Qué propone la norma

El Departamento de Trabajo (DOL) sugiere recalcular el “salario prevaleciente” —el piso legal que un empleador debe pagar a un trabajador con H‑1B— elevando los percentiles usados para cada uno de los cuatro niveles de experiencia. En números, el DOL plantea aumentos salariales de entre 21% y 33% según nivel; por ejemplo, el nivel inicial subiría del percentil 17% al 34% y el nivel más alto del 67% al 88%. H‑1B es la visa más común para profesionales altamente cualificados y el cupo nuevo anual está limitado a 85.000 plazas (65.000 generales más 20.000 para graduados de maestría de EE. UU.).

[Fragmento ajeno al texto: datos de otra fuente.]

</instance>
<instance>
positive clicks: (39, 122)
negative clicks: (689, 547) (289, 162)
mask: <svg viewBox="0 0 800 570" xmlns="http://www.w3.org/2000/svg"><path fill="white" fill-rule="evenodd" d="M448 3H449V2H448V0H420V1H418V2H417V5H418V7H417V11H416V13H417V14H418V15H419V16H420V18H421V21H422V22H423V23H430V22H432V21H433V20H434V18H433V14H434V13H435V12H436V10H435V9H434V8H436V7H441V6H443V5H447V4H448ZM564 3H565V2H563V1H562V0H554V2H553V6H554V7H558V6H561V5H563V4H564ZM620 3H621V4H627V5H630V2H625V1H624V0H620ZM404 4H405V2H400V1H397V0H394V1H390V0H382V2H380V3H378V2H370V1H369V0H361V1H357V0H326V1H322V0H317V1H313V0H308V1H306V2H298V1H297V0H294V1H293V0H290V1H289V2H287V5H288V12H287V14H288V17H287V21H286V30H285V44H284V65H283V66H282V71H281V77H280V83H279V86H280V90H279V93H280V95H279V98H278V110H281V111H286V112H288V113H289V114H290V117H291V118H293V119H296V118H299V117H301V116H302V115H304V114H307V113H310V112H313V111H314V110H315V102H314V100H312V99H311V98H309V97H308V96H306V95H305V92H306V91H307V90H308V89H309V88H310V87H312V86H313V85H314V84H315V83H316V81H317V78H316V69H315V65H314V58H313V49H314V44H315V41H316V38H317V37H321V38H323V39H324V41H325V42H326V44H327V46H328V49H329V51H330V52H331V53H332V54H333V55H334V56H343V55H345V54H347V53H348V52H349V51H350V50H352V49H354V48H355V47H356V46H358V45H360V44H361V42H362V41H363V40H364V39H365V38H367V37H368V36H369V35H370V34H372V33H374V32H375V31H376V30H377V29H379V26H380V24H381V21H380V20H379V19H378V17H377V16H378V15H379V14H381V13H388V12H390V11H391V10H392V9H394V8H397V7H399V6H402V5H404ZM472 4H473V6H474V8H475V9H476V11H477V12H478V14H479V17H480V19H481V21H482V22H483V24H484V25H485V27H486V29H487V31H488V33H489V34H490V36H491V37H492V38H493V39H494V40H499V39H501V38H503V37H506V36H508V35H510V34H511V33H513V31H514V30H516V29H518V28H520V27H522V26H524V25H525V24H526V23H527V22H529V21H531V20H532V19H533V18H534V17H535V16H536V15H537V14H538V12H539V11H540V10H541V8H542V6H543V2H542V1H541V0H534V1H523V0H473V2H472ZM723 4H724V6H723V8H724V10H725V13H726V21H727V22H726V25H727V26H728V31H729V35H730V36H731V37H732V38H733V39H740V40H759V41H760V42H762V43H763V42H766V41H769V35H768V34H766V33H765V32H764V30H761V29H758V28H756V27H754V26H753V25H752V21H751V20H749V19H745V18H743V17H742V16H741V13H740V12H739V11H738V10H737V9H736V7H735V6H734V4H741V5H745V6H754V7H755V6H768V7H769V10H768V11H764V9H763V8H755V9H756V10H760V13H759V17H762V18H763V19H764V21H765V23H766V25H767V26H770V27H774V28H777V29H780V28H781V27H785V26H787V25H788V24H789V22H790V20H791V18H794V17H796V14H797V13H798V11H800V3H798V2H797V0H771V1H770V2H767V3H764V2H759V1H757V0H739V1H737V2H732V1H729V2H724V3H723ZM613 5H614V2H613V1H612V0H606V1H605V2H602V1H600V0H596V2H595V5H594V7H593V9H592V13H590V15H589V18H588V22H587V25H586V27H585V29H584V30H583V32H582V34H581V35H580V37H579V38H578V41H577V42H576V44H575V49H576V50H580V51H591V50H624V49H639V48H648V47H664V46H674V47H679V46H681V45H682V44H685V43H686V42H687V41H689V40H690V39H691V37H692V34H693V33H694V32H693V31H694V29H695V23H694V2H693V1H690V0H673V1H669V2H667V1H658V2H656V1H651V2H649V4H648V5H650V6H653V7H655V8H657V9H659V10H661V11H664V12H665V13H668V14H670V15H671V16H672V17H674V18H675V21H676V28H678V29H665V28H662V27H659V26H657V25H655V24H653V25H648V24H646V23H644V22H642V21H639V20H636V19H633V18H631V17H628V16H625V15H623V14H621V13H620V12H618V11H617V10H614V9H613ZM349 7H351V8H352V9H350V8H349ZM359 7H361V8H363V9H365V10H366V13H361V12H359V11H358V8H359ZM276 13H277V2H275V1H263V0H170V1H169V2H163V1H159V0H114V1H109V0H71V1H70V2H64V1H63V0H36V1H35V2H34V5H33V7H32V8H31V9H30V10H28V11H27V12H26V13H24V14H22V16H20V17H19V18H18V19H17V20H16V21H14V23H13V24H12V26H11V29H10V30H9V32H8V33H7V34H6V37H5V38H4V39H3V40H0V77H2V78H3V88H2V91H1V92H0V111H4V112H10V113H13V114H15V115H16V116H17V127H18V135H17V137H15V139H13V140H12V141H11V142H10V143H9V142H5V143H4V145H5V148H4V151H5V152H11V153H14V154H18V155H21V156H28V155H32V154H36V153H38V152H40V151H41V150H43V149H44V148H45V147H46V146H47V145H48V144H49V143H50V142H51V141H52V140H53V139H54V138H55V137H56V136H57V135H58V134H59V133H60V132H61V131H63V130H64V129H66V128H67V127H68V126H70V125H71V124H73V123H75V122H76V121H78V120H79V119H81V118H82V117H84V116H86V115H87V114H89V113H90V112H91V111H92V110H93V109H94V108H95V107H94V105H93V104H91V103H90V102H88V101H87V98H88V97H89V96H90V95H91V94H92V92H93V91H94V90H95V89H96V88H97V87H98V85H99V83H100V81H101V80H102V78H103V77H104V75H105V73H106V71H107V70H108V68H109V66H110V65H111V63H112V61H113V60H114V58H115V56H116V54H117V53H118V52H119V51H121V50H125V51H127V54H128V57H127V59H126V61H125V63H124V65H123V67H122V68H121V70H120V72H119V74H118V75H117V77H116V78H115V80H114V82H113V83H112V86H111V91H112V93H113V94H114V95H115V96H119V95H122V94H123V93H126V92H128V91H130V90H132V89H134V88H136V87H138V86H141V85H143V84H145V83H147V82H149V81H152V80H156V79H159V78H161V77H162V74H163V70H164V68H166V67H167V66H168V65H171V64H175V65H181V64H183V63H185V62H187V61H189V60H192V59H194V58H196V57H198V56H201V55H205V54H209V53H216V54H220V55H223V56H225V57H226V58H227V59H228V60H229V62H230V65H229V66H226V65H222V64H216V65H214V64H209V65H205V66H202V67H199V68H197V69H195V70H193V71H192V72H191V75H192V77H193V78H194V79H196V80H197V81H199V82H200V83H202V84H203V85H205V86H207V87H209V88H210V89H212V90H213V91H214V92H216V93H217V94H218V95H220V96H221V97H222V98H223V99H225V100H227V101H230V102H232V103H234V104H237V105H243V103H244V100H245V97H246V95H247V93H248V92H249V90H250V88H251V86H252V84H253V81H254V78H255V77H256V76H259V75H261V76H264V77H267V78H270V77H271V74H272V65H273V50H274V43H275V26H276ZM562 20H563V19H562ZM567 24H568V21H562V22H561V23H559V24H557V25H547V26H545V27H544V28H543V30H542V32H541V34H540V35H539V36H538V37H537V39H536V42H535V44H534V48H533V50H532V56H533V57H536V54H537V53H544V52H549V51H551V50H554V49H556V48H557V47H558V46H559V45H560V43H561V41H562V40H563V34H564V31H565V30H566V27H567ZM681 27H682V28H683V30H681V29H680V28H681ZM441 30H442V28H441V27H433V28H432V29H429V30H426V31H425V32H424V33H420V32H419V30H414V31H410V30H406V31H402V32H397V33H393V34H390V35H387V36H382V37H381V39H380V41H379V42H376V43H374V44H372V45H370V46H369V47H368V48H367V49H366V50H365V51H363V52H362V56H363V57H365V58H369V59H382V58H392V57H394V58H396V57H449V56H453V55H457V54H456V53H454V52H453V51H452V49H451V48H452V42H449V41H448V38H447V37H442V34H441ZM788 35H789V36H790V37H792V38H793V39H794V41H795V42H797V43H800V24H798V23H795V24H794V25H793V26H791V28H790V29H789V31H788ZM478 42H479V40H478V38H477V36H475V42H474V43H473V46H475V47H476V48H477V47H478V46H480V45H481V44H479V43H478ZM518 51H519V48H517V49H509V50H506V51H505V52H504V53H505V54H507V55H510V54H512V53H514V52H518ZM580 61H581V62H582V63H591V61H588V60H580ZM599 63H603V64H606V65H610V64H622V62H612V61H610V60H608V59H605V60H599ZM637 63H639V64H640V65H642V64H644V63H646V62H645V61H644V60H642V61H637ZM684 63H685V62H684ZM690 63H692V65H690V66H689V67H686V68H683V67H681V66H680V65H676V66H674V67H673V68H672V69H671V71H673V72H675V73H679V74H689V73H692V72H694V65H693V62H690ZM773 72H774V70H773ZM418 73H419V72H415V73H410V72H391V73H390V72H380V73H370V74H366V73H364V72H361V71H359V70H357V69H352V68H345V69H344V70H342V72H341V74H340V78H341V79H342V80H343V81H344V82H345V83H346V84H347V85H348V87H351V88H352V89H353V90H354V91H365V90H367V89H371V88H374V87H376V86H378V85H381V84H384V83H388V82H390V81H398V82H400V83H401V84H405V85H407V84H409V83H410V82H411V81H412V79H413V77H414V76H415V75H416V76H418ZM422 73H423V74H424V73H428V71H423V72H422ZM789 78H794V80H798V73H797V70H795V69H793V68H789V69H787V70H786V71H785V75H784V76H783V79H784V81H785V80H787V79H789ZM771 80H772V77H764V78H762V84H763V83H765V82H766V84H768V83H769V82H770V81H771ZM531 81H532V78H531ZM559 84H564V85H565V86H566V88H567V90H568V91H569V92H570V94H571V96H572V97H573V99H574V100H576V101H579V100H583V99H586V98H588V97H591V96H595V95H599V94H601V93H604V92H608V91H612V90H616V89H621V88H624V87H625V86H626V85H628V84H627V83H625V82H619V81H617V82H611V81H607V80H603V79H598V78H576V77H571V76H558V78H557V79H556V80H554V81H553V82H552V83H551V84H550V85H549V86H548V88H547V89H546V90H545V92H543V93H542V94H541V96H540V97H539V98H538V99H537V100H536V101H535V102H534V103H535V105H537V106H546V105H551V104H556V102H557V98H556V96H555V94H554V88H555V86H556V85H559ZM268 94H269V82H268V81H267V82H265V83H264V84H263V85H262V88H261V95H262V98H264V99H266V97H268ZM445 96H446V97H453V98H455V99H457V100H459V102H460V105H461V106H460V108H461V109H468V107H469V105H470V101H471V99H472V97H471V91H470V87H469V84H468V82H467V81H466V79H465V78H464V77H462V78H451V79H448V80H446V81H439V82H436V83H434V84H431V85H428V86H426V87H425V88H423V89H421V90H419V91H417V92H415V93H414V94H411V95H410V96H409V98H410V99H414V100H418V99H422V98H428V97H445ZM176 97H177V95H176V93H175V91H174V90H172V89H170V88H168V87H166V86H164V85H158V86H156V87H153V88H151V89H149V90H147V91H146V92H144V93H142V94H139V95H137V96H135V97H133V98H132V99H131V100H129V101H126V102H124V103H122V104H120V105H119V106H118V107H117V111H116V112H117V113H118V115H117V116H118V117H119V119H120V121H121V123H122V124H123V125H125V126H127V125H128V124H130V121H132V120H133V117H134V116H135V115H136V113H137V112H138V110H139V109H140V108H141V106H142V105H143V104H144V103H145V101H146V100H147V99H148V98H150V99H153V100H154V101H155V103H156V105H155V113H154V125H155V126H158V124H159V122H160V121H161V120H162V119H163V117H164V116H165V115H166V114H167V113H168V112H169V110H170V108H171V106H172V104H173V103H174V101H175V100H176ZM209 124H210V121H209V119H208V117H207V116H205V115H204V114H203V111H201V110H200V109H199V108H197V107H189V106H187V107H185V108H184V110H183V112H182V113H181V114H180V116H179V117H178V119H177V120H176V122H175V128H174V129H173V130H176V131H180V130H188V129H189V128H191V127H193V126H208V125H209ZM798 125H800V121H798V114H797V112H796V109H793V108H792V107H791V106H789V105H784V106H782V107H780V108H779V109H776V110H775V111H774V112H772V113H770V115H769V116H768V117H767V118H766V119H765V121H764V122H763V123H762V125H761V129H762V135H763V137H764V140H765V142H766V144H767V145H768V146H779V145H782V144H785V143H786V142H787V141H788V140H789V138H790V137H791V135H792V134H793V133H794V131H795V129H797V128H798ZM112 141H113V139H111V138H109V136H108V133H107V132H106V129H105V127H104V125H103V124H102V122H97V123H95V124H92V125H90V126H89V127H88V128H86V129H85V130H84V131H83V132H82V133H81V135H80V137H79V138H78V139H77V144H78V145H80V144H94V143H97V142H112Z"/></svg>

Debate sobre la evidencia y la intención

La Administración ha argumentado que estas medidas corrigen abusos y protegen a trabajadores estadounidenses; it has been reported that la secretaria de Trabajo afirmó que no se tolerará el abuso del programa. Allegedly, según el Gobierno, H‑1B habría permitido a ciertos empleadores abaratar costos laborales. Sin embargo, analistas y economistas laborales cuestionan la comparación de datos que usa el DOL: dicen que confronta grupos con distinta experiencia y que las tablas de H‑1B no reflejan los salarios reales. Expertos sostienen que no hay pruebas sólidas de una brecha salarial entre trabajadores equivalentes por formación y experiencia.

Impacto práctico para solicitantes y empresas

Para trabajadores extranjeros y empleadores esto significa un potencial encarecimiento de la contratación: empresas podrían dejar de patrocinar perfiles junior o estudiantes internacionales recién graduados y priorizar talento senior que supere los nuevos umbrales. Pequeñas compañías y startups —menos capaces de absorber mayores costes— podrían recortar ofertas o optar por otros arreglos (trabajo remoto internacional, contratistas). La norma propuesta aún debe pasar por el proceso de reglamentación federal (comentarios públicos) y probablemente enfrentará demandas judiciales; por ahora no es un cambio final, pero indica una orientación política que afectará decisiones de contratación y planes de inmigración en el corto y medio plazo.